Even in robustly liberal states, where support for abortion was high and restrictions were few, walking into a clinic still felt like doing something illegal – there was the gauntlet of protestors outside, the receptionists seated behind bulletproof glass. If Roe was supposed to make women equals, why were they made so unequal when they tried to access its protections?
Maybe part of the answer is that Roe’s authors never intended the decision to take on the symbolic value that it did. Justice Harry Blackmun’s 1973 opinion famously treats abortion legality as a matter of the rights of doctors, a reasoning that derived from his own respect for medical professionalization, and a legal theory, en vogue at the time, that found privacy protections in the 14th amendment. Like many of his successors on the bench, Blackmun adopted pretensions to medical and moral expertise when confronted with abortion cases that he did not in fact possess. Largely absent from his reasoning were women’s claims to liberty and equality. For the court, for decades, women’s self-determination was largely an afterthought.

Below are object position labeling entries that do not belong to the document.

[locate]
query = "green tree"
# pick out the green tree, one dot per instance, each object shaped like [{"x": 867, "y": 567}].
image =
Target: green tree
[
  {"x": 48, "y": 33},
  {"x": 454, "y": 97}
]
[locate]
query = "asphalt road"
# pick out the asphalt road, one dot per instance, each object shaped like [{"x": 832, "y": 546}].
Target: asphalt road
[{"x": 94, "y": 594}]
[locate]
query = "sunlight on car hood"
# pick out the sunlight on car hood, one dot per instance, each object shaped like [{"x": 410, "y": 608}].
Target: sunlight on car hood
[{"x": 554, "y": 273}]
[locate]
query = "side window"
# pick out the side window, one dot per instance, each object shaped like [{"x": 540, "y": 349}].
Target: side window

It was the women’s movement – feminists and pro-choice activists – that transformed Roe into a symbol of women’s aspiration to equality; it was the abortion patients, hundreds of thousands of them, who embodied Roe’s promise when they lived lives they chose for themselves.
It was this symbol that the anti-choice movement attacked, and this aspiration that the supreme court, in its ruling overruling Roe, cut down. For 49 years, Roe dignified American women; it outlawed the abortion ban, one of the most egregious attempts to dominate us by force, and it endowed us with the trust and respect of physical freedom. While it lasted, the abortion right was a promise: that the state would not commandeer our insides, could not turn our own bodies against us in order to thwart our desires. This was what the court imposed when it struck down Roe. One day, self-determination, liberty, and autonomy were women’s constitutional right. The next day, women were reduced – in their status, in their citizenship, and in their safety.

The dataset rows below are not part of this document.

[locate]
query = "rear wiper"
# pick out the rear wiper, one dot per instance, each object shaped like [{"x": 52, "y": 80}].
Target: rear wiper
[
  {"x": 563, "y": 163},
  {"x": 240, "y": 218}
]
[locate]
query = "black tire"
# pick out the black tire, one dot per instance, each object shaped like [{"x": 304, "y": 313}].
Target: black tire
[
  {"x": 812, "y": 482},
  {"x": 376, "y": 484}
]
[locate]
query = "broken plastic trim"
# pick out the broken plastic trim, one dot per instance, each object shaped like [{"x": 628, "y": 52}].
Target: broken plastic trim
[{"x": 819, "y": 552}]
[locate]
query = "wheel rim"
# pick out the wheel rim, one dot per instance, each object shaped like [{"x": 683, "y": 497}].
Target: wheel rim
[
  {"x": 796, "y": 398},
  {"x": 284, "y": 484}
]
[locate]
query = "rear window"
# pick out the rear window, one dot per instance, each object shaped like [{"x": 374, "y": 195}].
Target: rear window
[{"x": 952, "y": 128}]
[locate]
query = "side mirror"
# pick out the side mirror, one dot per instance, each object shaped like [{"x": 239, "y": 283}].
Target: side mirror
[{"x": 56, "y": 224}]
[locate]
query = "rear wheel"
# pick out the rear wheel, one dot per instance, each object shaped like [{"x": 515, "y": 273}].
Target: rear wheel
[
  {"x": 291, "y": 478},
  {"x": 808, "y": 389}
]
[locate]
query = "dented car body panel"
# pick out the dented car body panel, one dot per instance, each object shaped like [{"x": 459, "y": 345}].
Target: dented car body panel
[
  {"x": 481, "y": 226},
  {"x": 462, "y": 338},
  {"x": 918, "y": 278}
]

We still haven’t seen the full extent of what the overturning of Roe will take from us. We haven’t yet seen women’s numbers diminish in public life; we still haven’t grasped the human cost of the lost dreams, the damaged health, the foregone curiosity. Maybe part of the inability to mourn is related to how much we took for granted in the Roe era. As a nation, we became so accustomed to women’s reproductive freedom that we didn’t realize the extent of what it gave to us. We will miss it now that it is gone.